Sunday Times (Johannesburg) - June 1, 2003
Gill Moodie
Apie is one of many HIV-positive people who faces rejection by their families - and who have found new families in mostly female support groups made up of fellow sufferers.
St Luke's Hospice social worker Nomakula Mrubata, who runs a support group from a hospital in Khayelitsha near Cape Town, estimates that one third of HIV-positive people she has worked with are rejected by their families.
Some are kicked out, but most are treated so badly at home that they leave.
"You'd think your family would be at your side," said Apie, 36, who now lives with her niece in Macassar on the Cape Flats. "It's a very painful thing when they reject you.
"Before the divorce my husband told me he would a buy house for us, but I said: 'No, your family don't want me,' " said Apie, who tested HIV-positive 13 years ago.
Apie is one of a growing number of women with HIV who are standing up for themselves and striking out on their own.
There are few places for them to go if their families reject them, said Mrubata, and many of those who get the R700-a-month government grant for people with full-blown Aids build their own homes.
Some of the more than 40 people who come to Mrubata's sessions are women who are too afraid to tell their husbands of their HIV-status.
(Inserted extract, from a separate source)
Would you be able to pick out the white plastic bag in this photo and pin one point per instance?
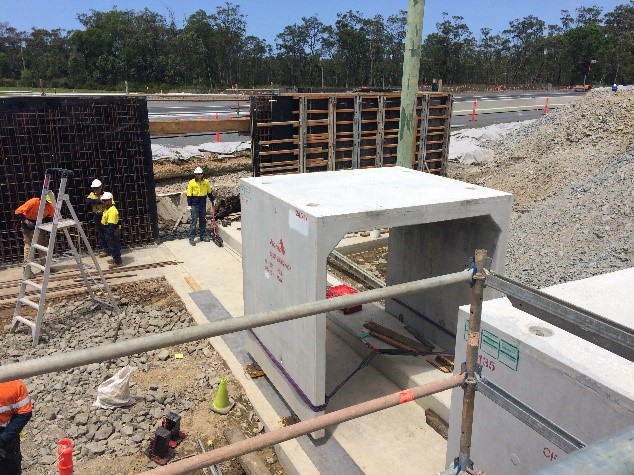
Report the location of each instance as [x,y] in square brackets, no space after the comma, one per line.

But they make firm friendships and have set up a network to help each other.
"I'm very free here," said Apie. "I'm not afraid of disclosing that I'm HIV-positive to anyone because the strength we get here is very powerful."
Another woman in the group, who did not want to be identified, told a similar tale to Apie's.
She was diagnosed with HIV three years ago while living in Khayelitsha with her uncle's family. Her aunt suspected that she had Aids and treated her like a pariah, especially while the uncle was at work.
She had to have her own spoon, mug and plate, she was not allowed to sit in the front room and her son - who does not have HIV - was treated in the same way. "What hurt the most was that if I cut bread, they would take from the other end of the loaf," she said.
She felt so ashamed of how she was treated that she gave her son to his grandmother to look after.
Said Mrubata: "When she first came to the group she was very depressed and lonely. Here we talk about their fears and they reach a stage where they feel they can tell anyone they are HIV-positive and be prepared for however that person responds."
As soon as the woman got a government grant she built a home and got her son back. She has been working up the courage to tell her uncle she has Aids.
Dr Liz Gwyther, chief executive officer of St Luke's Hospice - which has 12 Cape Town branches - said rejection by family members was widespread.
She says there seems to be less rejection in provinces like Kwa-Zulu-Natal, which has a very high rate of HIV infection.
"In places like KwaZulu-Natal every family has been affected. It's no longer something that happens to other people. This has reduced the stigma, but it's tragic that things have come this far."
But Gwyther said more women - who are often the first in a family to be diagnosed with HIV because it is picked up when they go to a clinic for a pregnancy test - are becoming empowered.
"I think a lot of women - even those who are abandoned by their husbands - have found a voice for themselves and find they don't need these men in their lives."